1978年、舞台はノルウェーの小さな村。兵役を終えて実家に戻った19歳の主人公ダグは、父親が消防団長を務める消防団の手伝いをしている。

ある日、町の近くの雑木林で火事が発生し、ダグと父親、そして消防団の面々が消火活動を行い火を消し止める。消火後にこの火事が放火であることが判明。この日を境に村で次から次へと村の回りで放火事件が発生し、ダグと消防団は頻繁に消火活動に駆り出されるようになる。

懸命に消火活動を行うダグは村の人たちから一目置かれているようなのだが、どうもダグの様子はおかしい。

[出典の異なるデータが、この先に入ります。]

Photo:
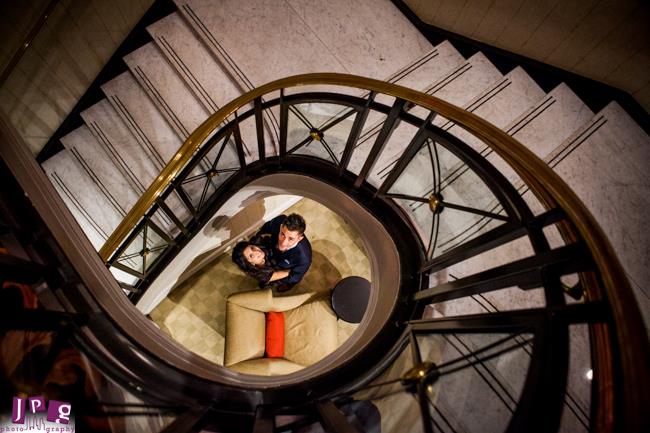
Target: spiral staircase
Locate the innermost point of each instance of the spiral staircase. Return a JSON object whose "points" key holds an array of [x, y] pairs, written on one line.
{"points": [[503, 272]]}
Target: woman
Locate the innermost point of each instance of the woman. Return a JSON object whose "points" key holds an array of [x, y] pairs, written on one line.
{"points": [[254, 261]]}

また、連続する放火事件の操作に村の所轄警察が動き出す。

 

この映画の見どころは、のどかな村の風景をバックに木造の家が激しく、そして赤々と燃え上がる映像が観られるところ。

『THE BRIDGE/ブリッジ』でもそうだったけど、北欧サスペンスには独特のリズムとテンポがあるようで、最初から最後まで緩やかに物語が進む。悪く言えば冗長な感じ。決してテンポが悪いとは思わない。この冗長さがある意味、魅力なのかもしれない。

 

感想(以下、ネタバレ)

冒頭で☆で点数を付けているので、だいたいあまり良くないことを書こうとしていることを察している人は多いと思う。

 

はい、その通り。

 

北欧サスペンスということで、多大なる期待を寄せて鑑賞したのだけど、期待以下でした。

なぜ、そう感じたか?

それは・・・

 

・・・

・・・

・・・

 

全然サスペンスじゃない!

 

映画の冒頭でのカメラ長回しによる老人宅が燃え上がるシーンはすごく引き付けられたけど、ソッコー主人公のダグが放火犯だとわかっちゃうんです。

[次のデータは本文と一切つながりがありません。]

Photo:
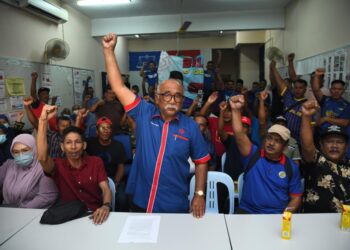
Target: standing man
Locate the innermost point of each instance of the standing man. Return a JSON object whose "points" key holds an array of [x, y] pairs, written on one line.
{"points": [[40, 99], [166, 139]]}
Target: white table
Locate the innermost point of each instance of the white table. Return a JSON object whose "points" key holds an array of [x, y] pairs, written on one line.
{"points": [[13, 220], [176, 231], [309, 231]]}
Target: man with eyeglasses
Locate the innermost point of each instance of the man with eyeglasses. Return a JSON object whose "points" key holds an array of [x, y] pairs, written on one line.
{"points": [[269, 187], [327, 176], [166, 138]]}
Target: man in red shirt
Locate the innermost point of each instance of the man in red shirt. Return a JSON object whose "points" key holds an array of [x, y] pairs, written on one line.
{"points": [[77, 176]]}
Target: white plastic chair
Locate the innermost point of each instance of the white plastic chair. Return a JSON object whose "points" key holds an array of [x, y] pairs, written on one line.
{"points": [[112, 187], [240, 186], [211, 205]]}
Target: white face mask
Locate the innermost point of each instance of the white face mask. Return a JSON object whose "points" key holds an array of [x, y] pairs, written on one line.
{"points": [[2, 138]]}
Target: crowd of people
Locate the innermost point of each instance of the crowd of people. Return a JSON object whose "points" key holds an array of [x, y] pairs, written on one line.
{"points": [[290, 148]]}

犯人が最初にわかってしまう古畑任三郎形式な映画なのかと思って、その後観続けるも警察との攻防も大してなし、結果的に母親に放火する姿を見られてしまい、ダグが落ちることになる。

てかね、ダグの放火の手口もいずれバレるのも時間の問題のようなずさんな手口。ここまで何回も放火が成功したのは、小さな村で人が少なく目撃されにくかったこと。犯行現場まで車で行って、車で帰ってくるんだから、いつバレるのか観てるこっちもヒヤヒヤするっつの!

計画的な犯行というよりも、衝動的な犯行でサスペンスは皆無。しいて言えば、犯行が誰かに目撃されてしまうのではないか?ダグの発行がいつバレてしまうのか?というハラハラ感は感じられる。

途中、人のいる家に石油をぶっかけて放火しようとして失敗してるし・・・。雑過ぎだろ。

ってことで、この映画はサスペンスと言うよりは、人間ドラマだと思う。主人公のダグが放火の魅力に取りつかれていき、その息子ダグが放火をしているのではないかと疑念を抱く母親。体力の限界を感じ始めているからのか、息子の心に踏み込もうとしない消防団長の父親。

それぞれの心理については、そこまで丁寧に描かれていない。ダグも母親も父親も、みんな大した葛藤もなく淡々と行動する。どうぞここから自由に読み取ってねーっと言った感じ。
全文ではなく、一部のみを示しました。